Comment les dollars auraient-ils refusé de sortir des bourses, à cette requête si délicatement formulée ? Quant à Fanny, lorsque par ce beau geste final elle détournait vers ses camarades moins heureux une partie du fleuve d’or qui coulait vers elle, ne devenait-elle pas digne de l’auréole dont les Américains l’entouraient ?

***

Malgré toutes les raisons qu’avait Fanny de bénir l’Amérique, une condition essentielle empêchait son bonheur d’être complet. Elle avait une nature trop fine d’artiste pour ne pas sentir que l’encens brûlé devant elle était épais et âcre. Quelle différence entre ces Béotiens du Nouveau-Monde et le public si fin, si cultivé, de Paris ! Sa pensée revenait sans cesse vers la France, sa vraie patrie artistique. Un moment, grisée par le succès, éblouie par l’or, elle s’était laissé entraîner à rompre avec l’Opéra. Ce ne fut pas sans un douloureux déchirement, ni sans remords. Elle se trouva désemparée. Des projets confus et contradictoires se succédaient dans son esprit. Tantôt elle parlait de retourner en Europe pour en ramener un corps de ballet modèle ; tantôt elle annonçait sa résolution de se retirer définitivement du théâtre, au moment du plein épanouissement de son talent et de sa beauté.

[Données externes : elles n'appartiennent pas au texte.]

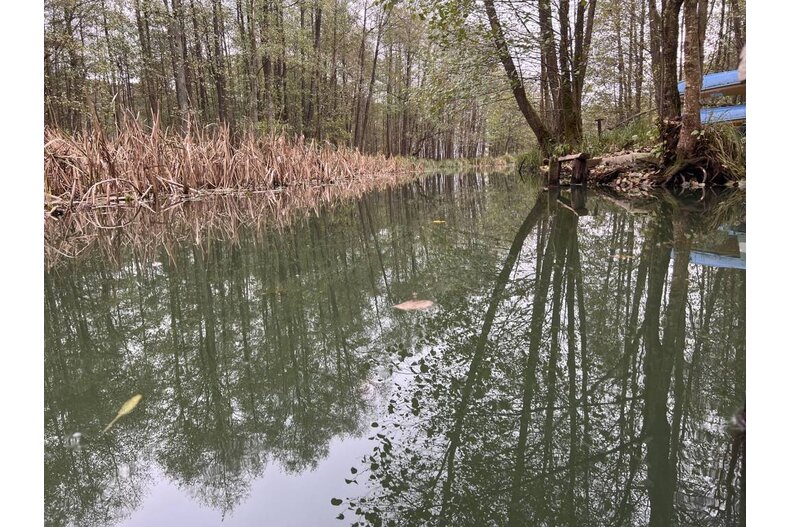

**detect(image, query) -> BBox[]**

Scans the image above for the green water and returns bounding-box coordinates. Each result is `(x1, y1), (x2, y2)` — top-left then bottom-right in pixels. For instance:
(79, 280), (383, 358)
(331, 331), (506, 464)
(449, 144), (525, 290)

(44, 175), (745, 526)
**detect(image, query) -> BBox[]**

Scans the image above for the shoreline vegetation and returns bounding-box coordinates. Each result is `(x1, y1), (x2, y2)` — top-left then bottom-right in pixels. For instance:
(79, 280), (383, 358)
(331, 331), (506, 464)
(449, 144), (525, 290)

(44, 119), (416, 212)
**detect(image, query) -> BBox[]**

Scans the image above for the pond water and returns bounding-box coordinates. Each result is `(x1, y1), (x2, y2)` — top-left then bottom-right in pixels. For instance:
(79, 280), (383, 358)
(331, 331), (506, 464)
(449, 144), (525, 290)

(44, 174), (746, 526)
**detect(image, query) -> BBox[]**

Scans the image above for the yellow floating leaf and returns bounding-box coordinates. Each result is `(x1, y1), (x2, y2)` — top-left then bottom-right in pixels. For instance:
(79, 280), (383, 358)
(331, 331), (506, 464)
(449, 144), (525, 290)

(102, 393), (143, 434)
(394, 300), (440, 311)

Cette incertitude la tourmentait lorsqu’elle prit place à bord du Caledonia pour repasser l’Atlantique. Déjà la fin de son séjour à New-York s’était passée dans une atmosphère de malaise et de tristesse. La ville avait été éprouvée par des krachs financiers et des escroqueries prodigieuses. Fanny avait placé sa fortune nouvellement acquise en stocks des Etats-Unis et de l’Ohio. Elle pouvait se demander si elle avait été bien conseillée. Le temps était aux catastrophes. Un immense incendie dévorait une grande partie de Hambourg. Sur le chemin de fer de Paris à Versailles se produisait un accident effroyable. Fanny apprit les deux nouvelles au moment de s’embarquer ; elle y vit un fâcheux présage. Ses craintes ne furent pas justifiées ; la traversée fut paisible. Mais à l’arrivée à Liverpool, le premier événement qu’on lui annonça fut la fin tragique du duc d’Orléans. Quoique le prince se fût comporté peu galamment à son égard, le récit de cette mort soudaine et brutale la bouleversa profondément.

Paris, son cher Paris, était maintenant pour elle le Paradis perdu. L’entrée lui en était interdite par des hommes dont les mains brandissaient, telle l’épée flamboyante de l’archange, des papiers timbrés. C’étaient les huissiers et les recors mis en mouvement par l’administration de l’Opéra.

Décidément tout n’était pas rose dans la vie.